Callum Turner: They had morals. I think that the whole idea of what is acceptable and then what you do on the ground–there were rules that you had to stand by. You couldn’t change into civies, you had to stay in uniform in order to get into the POW. John Egan isn’t going to shoot a kid in order to survive. I’m sure that may have happened in some cases during the war, but John Egan wasn’t going to be one of them. I think in that moment, also, the reason that he didn’t pull the trigger was because he didn’t want to alert anyone to where he was. In all the research that I did, once you were on the ground, it was just about survival. It was about staying alive and not being caught in that part of being on the ground.

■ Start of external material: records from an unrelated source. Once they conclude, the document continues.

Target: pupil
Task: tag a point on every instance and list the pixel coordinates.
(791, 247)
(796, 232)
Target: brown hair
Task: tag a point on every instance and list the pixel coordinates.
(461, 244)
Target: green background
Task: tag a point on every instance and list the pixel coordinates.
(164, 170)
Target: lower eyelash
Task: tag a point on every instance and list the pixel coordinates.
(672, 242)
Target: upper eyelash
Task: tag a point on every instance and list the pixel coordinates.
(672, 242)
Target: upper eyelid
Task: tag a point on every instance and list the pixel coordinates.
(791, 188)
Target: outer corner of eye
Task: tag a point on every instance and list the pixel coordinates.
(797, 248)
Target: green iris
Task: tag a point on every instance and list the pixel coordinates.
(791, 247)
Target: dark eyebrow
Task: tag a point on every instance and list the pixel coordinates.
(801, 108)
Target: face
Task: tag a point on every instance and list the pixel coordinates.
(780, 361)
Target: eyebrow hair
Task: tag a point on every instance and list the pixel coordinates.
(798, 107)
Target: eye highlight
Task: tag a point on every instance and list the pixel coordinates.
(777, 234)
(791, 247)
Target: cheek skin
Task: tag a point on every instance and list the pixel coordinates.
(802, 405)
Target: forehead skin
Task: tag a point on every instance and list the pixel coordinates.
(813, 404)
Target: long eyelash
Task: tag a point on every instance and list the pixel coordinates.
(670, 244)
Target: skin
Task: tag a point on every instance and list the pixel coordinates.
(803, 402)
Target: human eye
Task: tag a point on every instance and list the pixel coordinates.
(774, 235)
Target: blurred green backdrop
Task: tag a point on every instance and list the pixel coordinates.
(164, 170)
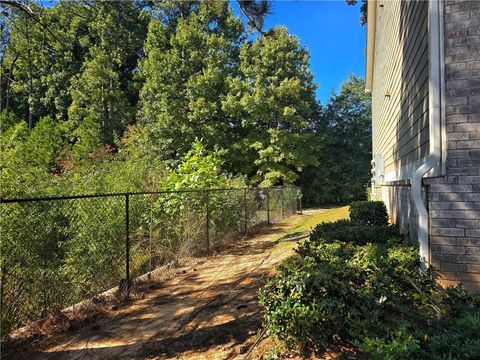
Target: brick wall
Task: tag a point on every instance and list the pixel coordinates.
(454, 200)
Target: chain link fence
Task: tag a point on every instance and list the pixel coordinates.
(61, 252)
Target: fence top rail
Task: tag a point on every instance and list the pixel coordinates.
(87, 196)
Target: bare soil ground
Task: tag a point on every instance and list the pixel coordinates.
(209, 310)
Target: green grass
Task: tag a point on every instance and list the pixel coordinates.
(329, 215)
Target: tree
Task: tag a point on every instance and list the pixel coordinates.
(273, 100)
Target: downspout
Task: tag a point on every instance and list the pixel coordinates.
(435, 104)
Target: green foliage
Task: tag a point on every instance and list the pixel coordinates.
(371, 296)
(349, 230)
(198, 169)
(342, 146)
(369, 212)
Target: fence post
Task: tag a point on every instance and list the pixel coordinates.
(283, 214)
(268, 206)
(207, 219)
(245, 211)
(127, 245)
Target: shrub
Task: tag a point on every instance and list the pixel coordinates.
(369, 212)
(350, 231)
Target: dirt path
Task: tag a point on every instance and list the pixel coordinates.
(208, 311)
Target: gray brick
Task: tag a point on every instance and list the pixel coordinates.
(472, 214)
(469, 241)
(439, 205)
(453, 267)
(472, 197)
(445, 223)
(462, 205)
(469, 180)
(473, 268)
(474, 250)
(443, 240)
(468, 224)
(447, 214)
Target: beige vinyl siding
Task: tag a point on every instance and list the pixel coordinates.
(400, 122)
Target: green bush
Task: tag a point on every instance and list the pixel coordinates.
(369, 212)
(350, 231)
(370, 296)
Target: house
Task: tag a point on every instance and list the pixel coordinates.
(423, 73)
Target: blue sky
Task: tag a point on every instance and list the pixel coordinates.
(331, 32)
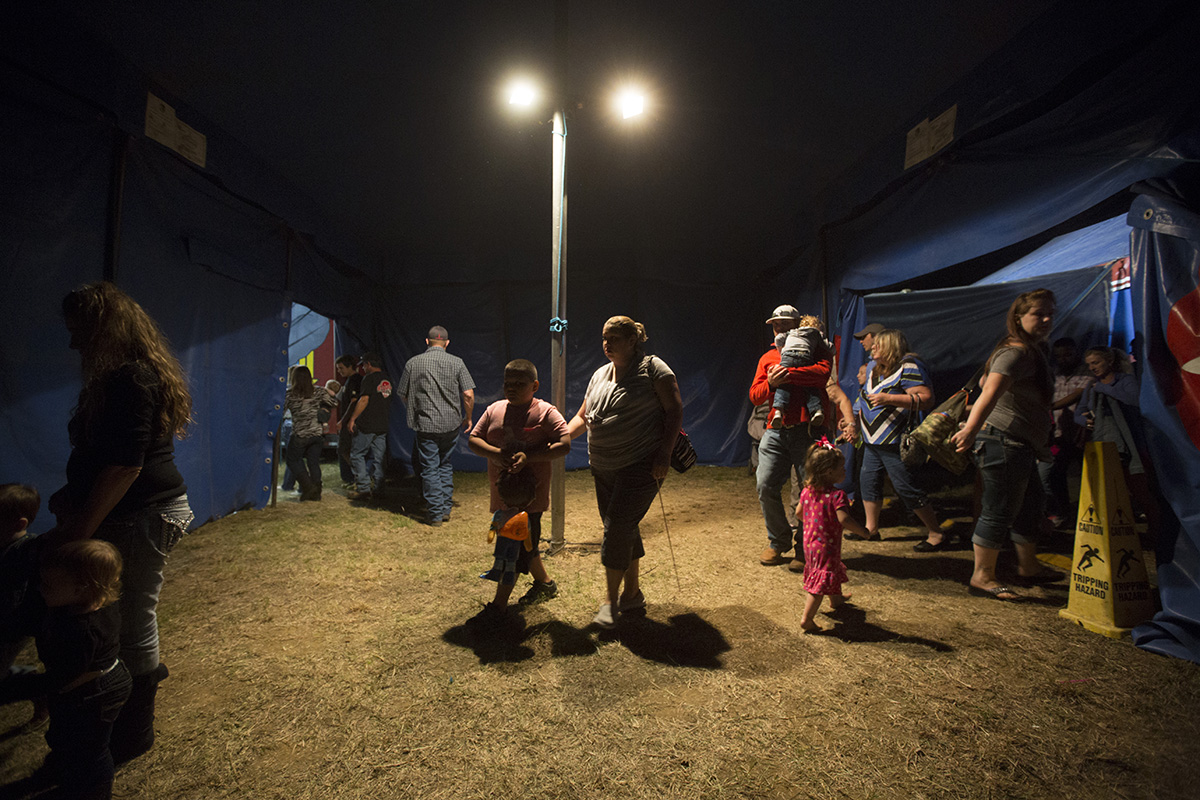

Awards Daily: After being captured, he then goes through this gauntlet where not only are the Nazis being abusive towards him and the group that’s been captured, but so are civilians. You can understand why. Their homes, their lives, are destroyed. I thought it was really interesting for the show to bring in that perspective of the war. That of the German civilian.
Once you’re in the process of being in the POW and being interrogated, then it was about disrupting the Germans as much as possible, because that was your duty. If that meant stopping a supply, or giving information that was wrong, or leading the Germans down the path that they shouldn’t be going down, or burning a camp, that was the only way you could fight. I think the damage, by that point, had already been done in terms of his psyche and what happens to him in that whole segment. Once he’s caught, the civilian sequence is really extraordinary, and it was hard to shoot, really. The trauma that he’s experiencing going through was insane. There’s no coming back to normal after that.